Residents of Baardskeerdersbos who received their new reading glasses with Ferdi Maree of Hermanus Rotary Club.


Hermanus Rotary Club partnered with the Department of Health and Wellness’s mobile bus service recently to provide reading glasses to people living in the outlying community of Baardskeerdersbos.

With this partnership six people were able to receive new reading glasses that met their specific needs. Freek Felix, one of the recipients, was extremely excited and grateful. He said he decided to visit the mobile bus when he noticed the vision in one of his eyes started becoming grey and blurry.

With his new reading glasses Felix can now see the way he used to. “I am grateful and proud that I can see now especially with such nice glasses!” he exclaimed.

The Hermanus Rotary Club has worked with the Department of Health and Wellness for many years and during a health outreach held during October last year they saw the need to provide further eye tests and reading glasses to the community.

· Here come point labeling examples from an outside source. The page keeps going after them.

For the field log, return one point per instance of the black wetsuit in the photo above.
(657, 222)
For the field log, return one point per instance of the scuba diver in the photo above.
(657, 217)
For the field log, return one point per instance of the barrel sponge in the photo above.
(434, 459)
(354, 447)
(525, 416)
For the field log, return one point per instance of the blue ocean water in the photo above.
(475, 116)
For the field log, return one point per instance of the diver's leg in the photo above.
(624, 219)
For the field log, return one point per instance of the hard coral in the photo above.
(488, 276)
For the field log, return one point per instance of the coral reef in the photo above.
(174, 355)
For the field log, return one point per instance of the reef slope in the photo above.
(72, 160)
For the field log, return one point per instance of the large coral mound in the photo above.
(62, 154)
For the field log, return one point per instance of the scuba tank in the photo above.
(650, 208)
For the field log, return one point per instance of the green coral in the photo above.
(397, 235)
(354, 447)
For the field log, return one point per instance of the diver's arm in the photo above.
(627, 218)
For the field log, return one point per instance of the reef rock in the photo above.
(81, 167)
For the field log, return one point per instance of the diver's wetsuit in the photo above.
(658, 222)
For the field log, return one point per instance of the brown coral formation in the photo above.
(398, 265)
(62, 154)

Along with Sister Martina Gardiner, clinical nurse practitioner who services the area on the mobile bus, the Rotary Club was able to identify the people in need of reading glasses.

Ferdi Maree, member of the Hermanus Rotary Club, said the club then roped in the services of Fred ten Have from Budget Optix, an optometrist the Rotary Club is associated with, who gladly supplied the service at cost price.

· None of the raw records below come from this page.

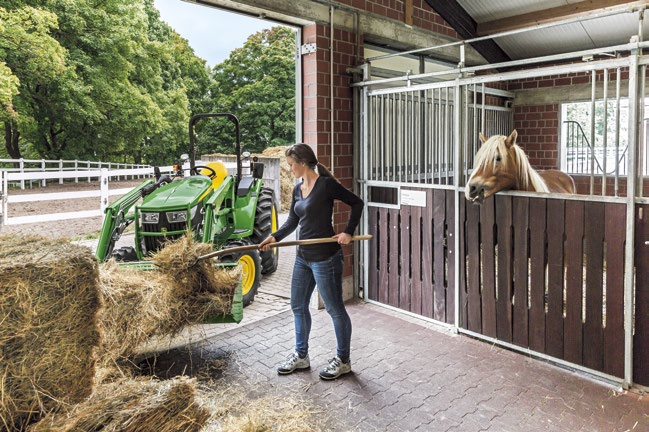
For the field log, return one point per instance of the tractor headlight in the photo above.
(150, 217)
(178, 216)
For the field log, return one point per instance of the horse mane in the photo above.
(526, 175)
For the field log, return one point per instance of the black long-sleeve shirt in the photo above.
(313, 215)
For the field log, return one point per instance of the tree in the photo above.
(123, 88)
(257, 84)
(29, 59)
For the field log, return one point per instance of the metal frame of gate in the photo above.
(416, 147)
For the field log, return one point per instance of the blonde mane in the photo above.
(526, 176)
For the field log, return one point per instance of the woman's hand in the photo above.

Hermanus Rotary Club provided transport to Hermanus (60 km away) where the eye test was done. The beneficiaries were each able to choose their own frame.

Another recipient, Bonita Goss, said she extremely grateful for her new glasses and the health service, which she receives. “I do needlework to generate an income and for a while I have not been able to work because I was unable to see. I am so grateful that I am now able to see without a hassle. Thank you to the Rotary Club for making this possible so quickly.”

Apart from monthly trip to town, most farming communities are only able to access primary health-care services via the mobile clinics offered by Western Cape Government Health and Wellness. Gardiner said Hermanus Rotary Club’s assistance had been a great help in bringing much-needed relief to the community.

“When we notice patients have trouble seeing we refer them to Gansbaai Clinic, which is 25 km away from Baardskeerdersbos,” she pointed out. “They are then placed on a waiting list and could wait quite some time to receive glasses.”

Gardiner and the mobile clinic services 80 farms in the area on a monthly basis and aims to provide a comprehensive service to these outlying communities that otherwise have no access to health services. She also works with a local social worker based at Hermanus Hospital to provide food parcels and clothes to those in need.